Has anyone, maybe Norm in his vast experience, ever built a device to do this.
RonW
I am quite baffled to be associated with full size, 12" inches to the foot sort of thing. Maybe there is confusion with another Norman Atkinson who wrote the biography of that great engineer Sir Joseph Whitworth.
As I have said- far too many times that I was a 'bean counter' until the age of 55 and at that point had enough of my version of the rat race and retired- for longer than I had ever worked.
As a MODEL( Apologies Cogsy but the message must be forced home) engineer, it seems fairly easy to assume that with sufficient horse power, people can move away from single point machining. I'm always ashamed to find that I agree with a leading expert in model engineering that people 'ask the the same silly questions and get the same silly answers' I'm like him, I spend far too much time having to work things out for myself.
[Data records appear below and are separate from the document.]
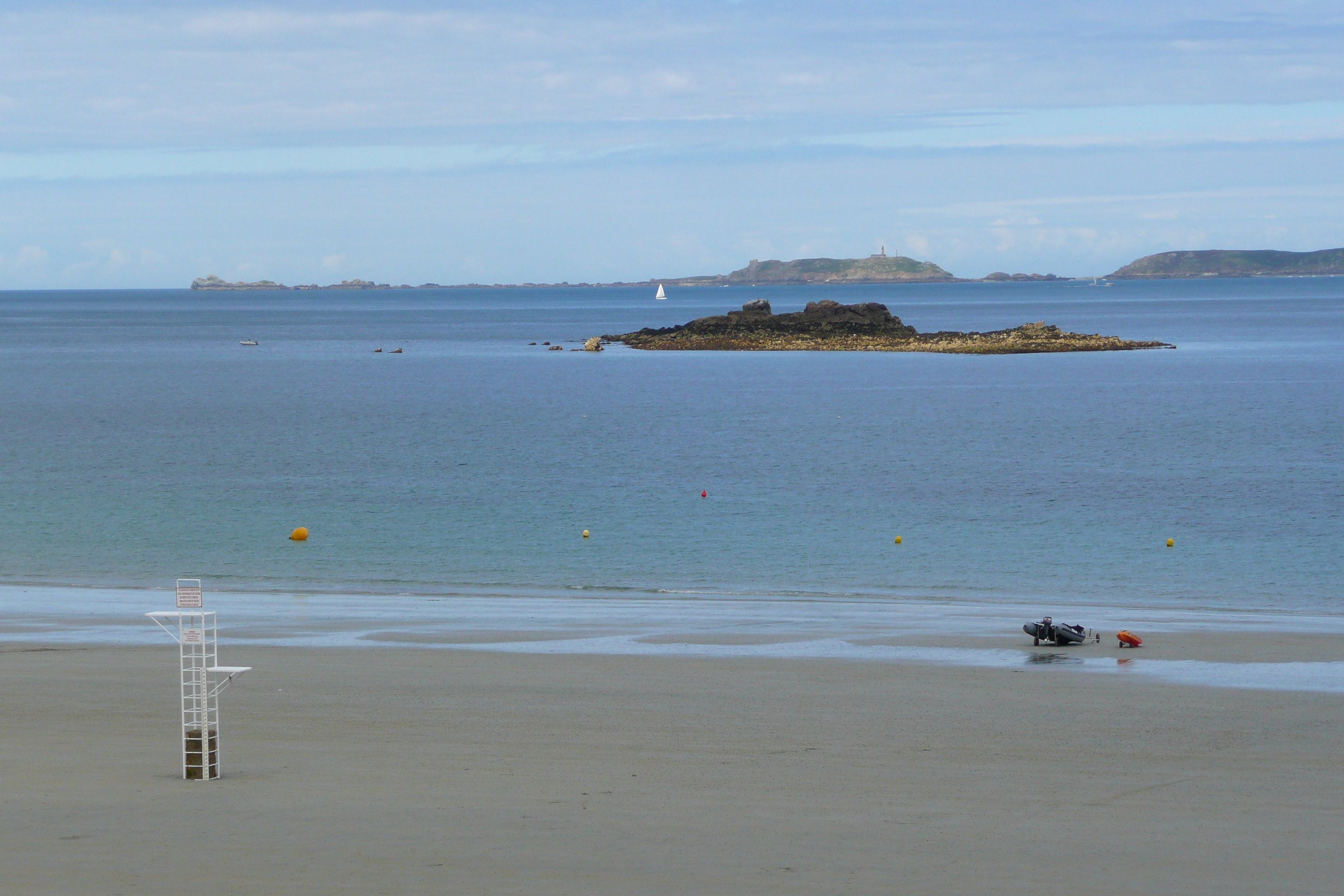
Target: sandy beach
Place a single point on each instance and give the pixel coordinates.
(402, 770)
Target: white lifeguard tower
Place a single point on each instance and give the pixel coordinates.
(202, 679)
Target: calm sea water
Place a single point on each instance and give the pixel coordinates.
(140, 443)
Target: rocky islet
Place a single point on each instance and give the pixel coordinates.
(866, 327)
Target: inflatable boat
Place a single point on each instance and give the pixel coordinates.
(1049, 631)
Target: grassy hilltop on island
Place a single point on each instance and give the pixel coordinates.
(1234, 262)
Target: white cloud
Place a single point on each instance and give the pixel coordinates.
(31, 256)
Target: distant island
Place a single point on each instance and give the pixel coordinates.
(216, 283)
(1234, 262)
(828, 326)
(876, 269)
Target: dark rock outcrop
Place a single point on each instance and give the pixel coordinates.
(218, 284)
(869, 327)
(1000, 277)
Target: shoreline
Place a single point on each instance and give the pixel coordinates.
(416, 771)
(1301, 652)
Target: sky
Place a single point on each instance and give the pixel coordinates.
(145, 144)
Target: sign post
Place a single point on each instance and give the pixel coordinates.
(190, 594)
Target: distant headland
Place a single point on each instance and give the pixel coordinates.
(874, 269)
(1234, 262)
(831, 327)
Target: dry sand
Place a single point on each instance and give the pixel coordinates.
(402, 770)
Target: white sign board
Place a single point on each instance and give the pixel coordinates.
(190, 596)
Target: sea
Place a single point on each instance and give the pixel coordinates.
(451, 484)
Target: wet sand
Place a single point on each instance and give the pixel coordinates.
(402, 770)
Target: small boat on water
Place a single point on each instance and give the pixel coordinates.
(1049, 631)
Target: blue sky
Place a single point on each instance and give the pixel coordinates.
(147, 144)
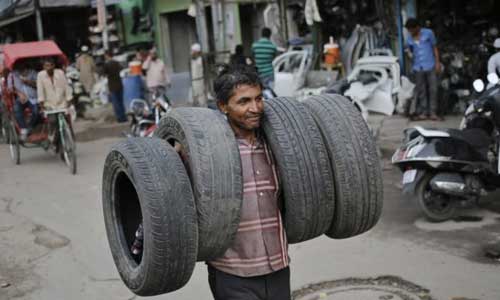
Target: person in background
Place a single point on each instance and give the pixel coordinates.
(494, 61)
(54, 93)
(264, 51)
(421, 44)
(197, 77)
(22, 82)
(239, 57)
(133, 84)
(111, 70)
(86, 65)
(156, 74)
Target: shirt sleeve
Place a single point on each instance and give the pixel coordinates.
(69, 91)
(39, 88)
(146, 63)
(491, 65)
(432, 38)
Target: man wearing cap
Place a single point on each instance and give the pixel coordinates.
(494, 61)
(197, 79)
(86, 65)
(422, 45)
(156, 73)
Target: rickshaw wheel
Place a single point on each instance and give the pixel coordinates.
(13, 141)
(68, 149)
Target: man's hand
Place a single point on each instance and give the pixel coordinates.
(438, 68)
(22, 97)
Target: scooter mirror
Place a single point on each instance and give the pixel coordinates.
(478, 85)
(493, 78)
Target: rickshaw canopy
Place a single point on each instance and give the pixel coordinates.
(18, 51)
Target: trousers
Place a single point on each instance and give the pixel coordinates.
(273, 286)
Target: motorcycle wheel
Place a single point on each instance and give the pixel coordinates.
(437, 207)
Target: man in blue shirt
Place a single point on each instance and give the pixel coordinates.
(422, 45)
(22, 81)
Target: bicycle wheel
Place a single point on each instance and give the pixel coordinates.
(68, 147)
(13, 141)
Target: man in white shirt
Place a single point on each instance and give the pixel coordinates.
(156, 73)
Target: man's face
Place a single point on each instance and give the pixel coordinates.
(49, 67)
(245, 108)
(414, 31)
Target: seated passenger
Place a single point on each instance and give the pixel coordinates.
(22, 82)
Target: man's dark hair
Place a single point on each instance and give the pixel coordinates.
(232, 76)
(411, 23)
(266, 32)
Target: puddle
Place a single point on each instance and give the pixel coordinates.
(379, 288)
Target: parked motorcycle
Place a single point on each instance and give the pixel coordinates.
(449, 168)
(145, 118)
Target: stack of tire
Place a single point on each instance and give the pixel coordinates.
(189, 200)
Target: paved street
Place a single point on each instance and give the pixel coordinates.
(53, 244)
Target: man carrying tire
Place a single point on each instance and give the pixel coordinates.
(255, 266)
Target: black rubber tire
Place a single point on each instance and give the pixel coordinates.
(447, 209)
(13, 141)
(355, 164)
(213, 163)
(303, 166)
(144, 181)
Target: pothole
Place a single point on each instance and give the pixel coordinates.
(379, 288)
(48, 238)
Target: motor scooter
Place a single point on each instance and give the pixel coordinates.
(145, 119)
(450, 168)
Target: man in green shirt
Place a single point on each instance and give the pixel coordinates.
(264, 52)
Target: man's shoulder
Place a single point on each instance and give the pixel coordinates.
(426, 31)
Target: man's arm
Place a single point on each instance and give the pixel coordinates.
(39, 88)
(436, 56)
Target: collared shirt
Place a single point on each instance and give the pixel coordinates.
(260, 246)
(55, 91)
(264, 52)
(14, 82)
(494, 64)
(423, 50)
(156, 74)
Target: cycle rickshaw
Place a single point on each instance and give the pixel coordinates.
(61, 136)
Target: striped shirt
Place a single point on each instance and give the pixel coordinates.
(260, 246)
(264, 52)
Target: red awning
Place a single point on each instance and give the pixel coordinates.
(17, 51)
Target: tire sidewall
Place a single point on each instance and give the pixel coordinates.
(133, 274)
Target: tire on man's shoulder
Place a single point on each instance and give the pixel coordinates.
(144, 180)
(303, 167)
(355, 164)
(210, 153)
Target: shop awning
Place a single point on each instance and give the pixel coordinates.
(63, 3)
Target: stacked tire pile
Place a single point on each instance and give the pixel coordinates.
(185, 186)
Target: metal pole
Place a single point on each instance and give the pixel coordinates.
(102, 19)
(201, 26)
(38, 16)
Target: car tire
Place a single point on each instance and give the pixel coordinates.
(210, 153)
(303, 167)
(354, 162)
(144, 181)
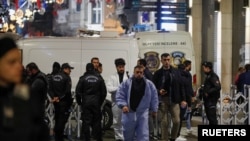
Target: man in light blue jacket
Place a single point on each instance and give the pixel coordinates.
(137, 96)
(112, 85)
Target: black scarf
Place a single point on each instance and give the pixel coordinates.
(137, 92)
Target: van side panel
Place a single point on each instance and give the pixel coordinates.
(178, 44)
(107, 50)
(44, 52)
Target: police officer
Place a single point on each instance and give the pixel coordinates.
(61, 95)
(211, 92)
(38, 92)
(90, 94)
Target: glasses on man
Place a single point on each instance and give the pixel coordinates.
(139, 72)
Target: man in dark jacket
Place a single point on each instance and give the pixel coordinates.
(244, 79)
(90, 94)
(147, 73)
(38, 92)
(169, 85)
(61, 95)
(211, 92)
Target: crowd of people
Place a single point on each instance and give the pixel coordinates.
(138, 101)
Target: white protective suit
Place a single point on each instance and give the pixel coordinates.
(135, 124)
(112, 86)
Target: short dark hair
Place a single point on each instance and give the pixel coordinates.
(187, 62)
(207, 64)
(181, 66)
(94, 58)
(247, 67)
(143, 62)
(32, 66)
(165, 55)
(7, 44)
(119, 61)
(138, 67)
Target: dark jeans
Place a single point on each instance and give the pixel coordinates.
(211, 115)
(91, 118)
(182, 113)
(61, 118)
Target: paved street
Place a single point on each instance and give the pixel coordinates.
(196, 120)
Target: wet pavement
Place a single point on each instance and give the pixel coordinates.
(193, 136)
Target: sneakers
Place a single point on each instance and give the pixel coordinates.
(189, 131)
(180, 138)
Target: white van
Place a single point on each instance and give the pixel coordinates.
(78, 51)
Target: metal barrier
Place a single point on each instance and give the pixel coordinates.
(233, 108)
(74, 123)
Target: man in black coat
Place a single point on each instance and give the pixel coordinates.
(38, 92)
(90, 94)
(211, 92)
(168, 82)
(15, 116)
(60, 92)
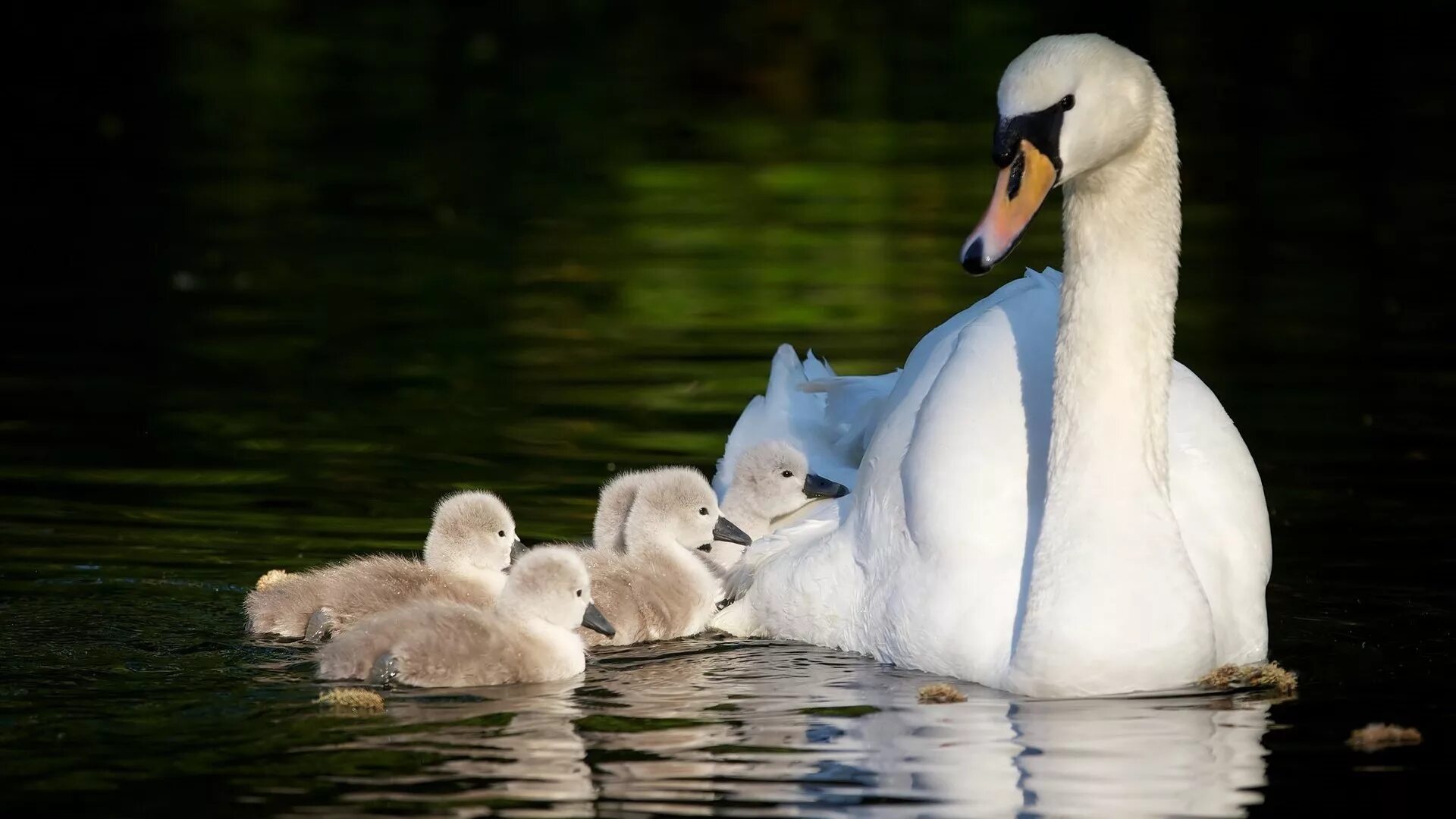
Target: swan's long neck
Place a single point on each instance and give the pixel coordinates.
(1116, 337)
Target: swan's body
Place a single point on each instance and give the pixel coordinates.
(466, 553)
(655, 586)
(528, 635)
(1047, 503)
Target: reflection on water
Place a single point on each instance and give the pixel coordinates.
(319, 267)
(726, 727)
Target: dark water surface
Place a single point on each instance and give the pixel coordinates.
(315, 270)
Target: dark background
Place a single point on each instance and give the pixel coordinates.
(281, 275)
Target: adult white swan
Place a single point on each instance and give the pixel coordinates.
(1046, 502)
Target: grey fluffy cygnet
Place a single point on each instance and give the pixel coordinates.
(655, 586)
(529, 635)
(770, 482)
(471, 544)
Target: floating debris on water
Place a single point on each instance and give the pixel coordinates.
(353, 698)
(271, 577)
(1253, 675)
(1381, 735)
(940, 692)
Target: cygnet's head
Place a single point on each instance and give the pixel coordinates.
(1068, 105)
(676, 506)
(612, 510)
(472, 532)
(774, 480)
(551, 583)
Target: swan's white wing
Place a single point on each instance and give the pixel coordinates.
(1219, 503)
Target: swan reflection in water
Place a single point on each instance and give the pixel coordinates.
(712, 726)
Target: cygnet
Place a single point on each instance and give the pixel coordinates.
(468, 551)
(655, 588)
(529, 635)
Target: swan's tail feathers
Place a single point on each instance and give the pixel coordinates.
(826, 416)
(783, 413)
(854, 407)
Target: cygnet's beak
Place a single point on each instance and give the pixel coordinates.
(816, 487)
(596, 621)
(727, 532)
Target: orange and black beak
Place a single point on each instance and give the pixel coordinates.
(1025, 149)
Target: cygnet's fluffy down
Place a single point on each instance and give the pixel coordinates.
(469, 547)
(529, 635)
(655, 588)
(770, 483)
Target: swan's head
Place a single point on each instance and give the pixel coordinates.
(1068, 105)
(774, 480)
(472, 532)
(552, 583)
(676, 506)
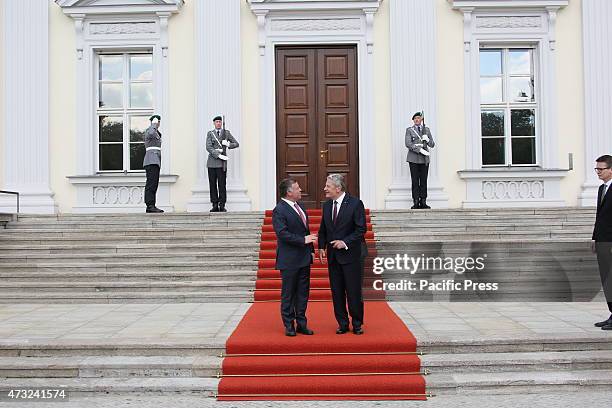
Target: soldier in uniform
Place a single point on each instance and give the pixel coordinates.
(418, 141)
(152, 163)
(218, 141)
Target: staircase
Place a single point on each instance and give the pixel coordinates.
(143, 258)
(533, 254)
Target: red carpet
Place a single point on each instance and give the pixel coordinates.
(264, 364)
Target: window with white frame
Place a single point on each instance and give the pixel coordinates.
(124, 89)
(508, 106)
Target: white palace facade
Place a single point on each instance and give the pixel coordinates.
(517, 93)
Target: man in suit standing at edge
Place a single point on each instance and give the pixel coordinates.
(602, 232)
(343, 226)
(294, 254)
(152, 163)
(218, 141)
(418, 141)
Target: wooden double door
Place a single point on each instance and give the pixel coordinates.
(316, 118)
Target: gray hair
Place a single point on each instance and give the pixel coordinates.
(337, 180)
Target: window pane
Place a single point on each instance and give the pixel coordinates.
(111, 67)
(492, 123)
(493, 151)
(111, 96)
(523, 150)
(522, 122)
(141, 95)
(490, 62)
(491, 90)
(519, 62)
(138, 126)
(521, 89)
(137, 152)
(111, 128)
(141, 67)
(111, 157)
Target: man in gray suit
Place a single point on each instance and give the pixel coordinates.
(152, 163)
(218, 141)
(418, 141)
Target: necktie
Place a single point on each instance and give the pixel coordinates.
(299, 210)
(335, 212)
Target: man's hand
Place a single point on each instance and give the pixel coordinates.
(337, 244)
(322, 254)
(309, 239)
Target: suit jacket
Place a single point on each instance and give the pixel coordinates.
(602, 232)
(350, 227)
(412, 138)
(212, 144)
(291, 252)
(152, 139)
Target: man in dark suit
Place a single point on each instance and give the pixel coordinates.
(602, 232)
(341, 235)
(294, 254)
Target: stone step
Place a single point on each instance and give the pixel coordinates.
(220, 296)
(119, 247)
(524, 382)
(509, 362)
(82, 387)
(143, 266)
(107, 347)
(146, 276)
(110, 366)
(43, 287)
(218, 255)
(554, 342)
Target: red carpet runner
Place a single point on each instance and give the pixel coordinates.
(262, 363)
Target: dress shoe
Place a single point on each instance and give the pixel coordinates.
(341, 330)
(153, 209)
(305, 330)
(604, 323)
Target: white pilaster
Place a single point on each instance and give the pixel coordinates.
(218, 91)
(597, 49)
(413, 88)
(26, 153)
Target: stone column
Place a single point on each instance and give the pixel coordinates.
(413, 88)
(597, 64)
(218, 91)
(26, 108)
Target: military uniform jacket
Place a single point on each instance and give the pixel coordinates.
(152, 139)
(413, 137)
(212, 144)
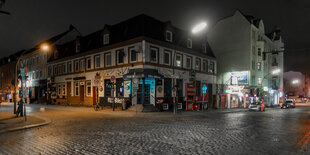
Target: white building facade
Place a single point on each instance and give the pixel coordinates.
(247, 57)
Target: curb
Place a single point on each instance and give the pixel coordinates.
(47, 121)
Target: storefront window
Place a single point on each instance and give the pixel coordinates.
(88, 88)
(120, 87)
(76, 89)
(167, 87)
(107, 88)
(198, 88)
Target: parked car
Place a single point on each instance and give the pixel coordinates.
(289, 103)
(257, 106)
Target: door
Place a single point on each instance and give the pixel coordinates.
(146, 98)
(82, 94)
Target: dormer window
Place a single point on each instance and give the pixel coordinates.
(106, 39)
(189, 43)
(169, 36)
(77, 48)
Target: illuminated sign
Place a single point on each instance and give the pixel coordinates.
(239, 78)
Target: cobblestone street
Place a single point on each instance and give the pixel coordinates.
(276, 131)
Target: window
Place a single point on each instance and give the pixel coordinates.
(97, 61)
(49, 71)
(70, 67)
(108, 59)
(59, 90)
(88, 88)
(107, 88)
(77, 48)
(76, 66)
(253, 65)
(76, 89)
(120, 87)
(259, 51)
(169, 36)
(211, 67)
(64, 68)
(82, 65)
(133, 55)
(198, 88)
(41, 74)
(259, 81)
(167, 87)
(188, 62)
(153, 54)
(106, 39)
(59, 69)
(167, 57)
(88, 63)
(120, 56)
(197, 64)
(64, 90)
(178, 60)
(259, 66)
(204, 65)
(189, 43)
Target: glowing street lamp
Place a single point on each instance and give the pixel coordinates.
(199, 27)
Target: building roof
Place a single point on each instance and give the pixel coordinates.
(138, 26)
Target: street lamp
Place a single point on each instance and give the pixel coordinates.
(44, 47)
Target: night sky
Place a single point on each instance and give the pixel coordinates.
(33, 21)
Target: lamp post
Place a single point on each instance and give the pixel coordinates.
(43, 47)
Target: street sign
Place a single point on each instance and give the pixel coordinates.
(204, 89)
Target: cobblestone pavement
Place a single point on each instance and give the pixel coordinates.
(276, 131)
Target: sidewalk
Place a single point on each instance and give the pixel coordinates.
(9, 123)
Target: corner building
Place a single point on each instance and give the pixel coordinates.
(141, 52)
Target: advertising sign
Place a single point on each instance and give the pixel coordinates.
(239, 78)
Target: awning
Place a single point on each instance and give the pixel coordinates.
(143, 73)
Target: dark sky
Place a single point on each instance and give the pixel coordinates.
(35, 20)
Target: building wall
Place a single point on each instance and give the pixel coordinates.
(230, 40)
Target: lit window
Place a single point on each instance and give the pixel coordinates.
(77, 48)
(64, 90)
(169, 36)
(120, 56)
(88, 63)
(189, 43)
(108, 59)
(197, 64)
(97, 61)
(106, 39)
(178, 60)
(188, 63)
(259, 66)
(76, 89)
(70, 67)
(64, 68)
(82, 65)
(76, 66)
(167, 57)
(133, 55)
(88, 88)
(153, 54)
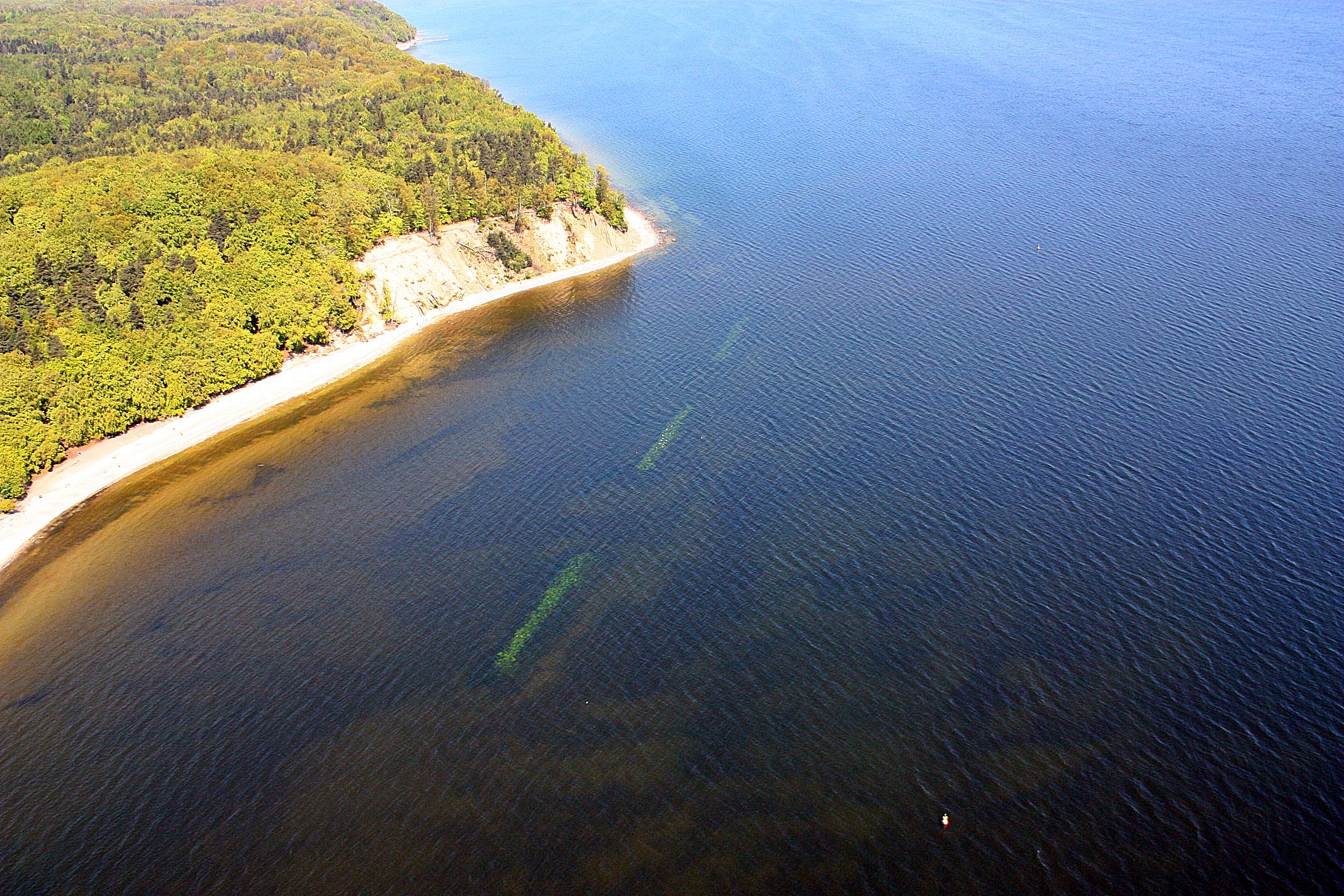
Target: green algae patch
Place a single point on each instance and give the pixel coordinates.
(568, 578)
(726, 349)
(669, 433)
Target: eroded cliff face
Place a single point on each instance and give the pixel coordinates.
(416, 273)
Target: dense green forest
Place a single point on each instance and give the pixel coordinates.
(183, 187)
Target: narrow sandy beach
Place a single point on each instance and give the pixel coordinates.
(96, 466)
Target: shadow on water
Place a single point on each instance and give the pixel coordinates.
(1044, 539)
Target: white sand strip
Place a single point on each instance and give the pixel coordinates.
(93, 468)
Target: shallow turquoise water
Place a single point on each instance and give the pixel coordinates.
(1010, 488)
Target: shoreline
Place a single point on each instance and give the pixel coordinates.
(92, 468)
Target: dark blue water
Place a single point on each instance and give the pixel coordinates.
(1005, 349)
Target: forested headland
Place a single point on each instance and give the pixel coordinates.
(183, 188)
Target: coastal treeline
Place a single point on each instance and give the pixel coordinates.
(183, 187)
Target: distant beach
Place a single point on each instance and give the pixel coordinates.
(92, 468)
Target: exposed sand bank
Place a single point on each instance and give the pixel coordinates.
(425, 281)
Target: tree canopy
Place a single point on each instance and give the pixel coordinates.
(183, 187)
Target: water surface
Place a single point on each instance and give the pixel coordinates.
(973, 449)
As both gentlemen have have Myford ML7's, it is fair to mention that another L7 owner made a good living out of his highly modified lathe- screwcutting- and probably very little in royalties. As far as I am aware he bought half a Myford and added a One horse motor and a half horse one and drove his version with old traditional line shafting. He was too poor to finalise Patent applications or bu any tools and made and describe how he built up his workshop with fabricated mild steel sections rather than castings which he hated.
Thinking back, people do create threads with dies and looking a m sets of BA ones, they cut threads- one following the other whilst my other assorted stuff is three fold. Harking back to the 7 Series Myfords, the tailstocks have three start threads in the tailstock poppet. No doubt that they were cut at -one operation.
Returning to myself, I have travelled fairly extensively in Europe, a bit in America and Canada and not enough in the Far East. In the UK and Europe we bought property but Far from the Madding Crowd of Industry. On my wife's death, I sold up, ensured that my grandchildren would also benefit as well as my children with better educations that I was previously subject to. As a bean counter, I am constantly aware of the problems of inheritance and simply and also the need to extend charity to those who haven't been quite as lucky as myself.
So I've little time to brood especially on questions which have been discussed time without number- and which are still largely ignored.
Now at almost 90, I have real problems which only the fortunate amongst you will experience.
I hope that this goes somewhere to clear the matter and frankly, if it doesn't, it's only a hobby and should be treated as such.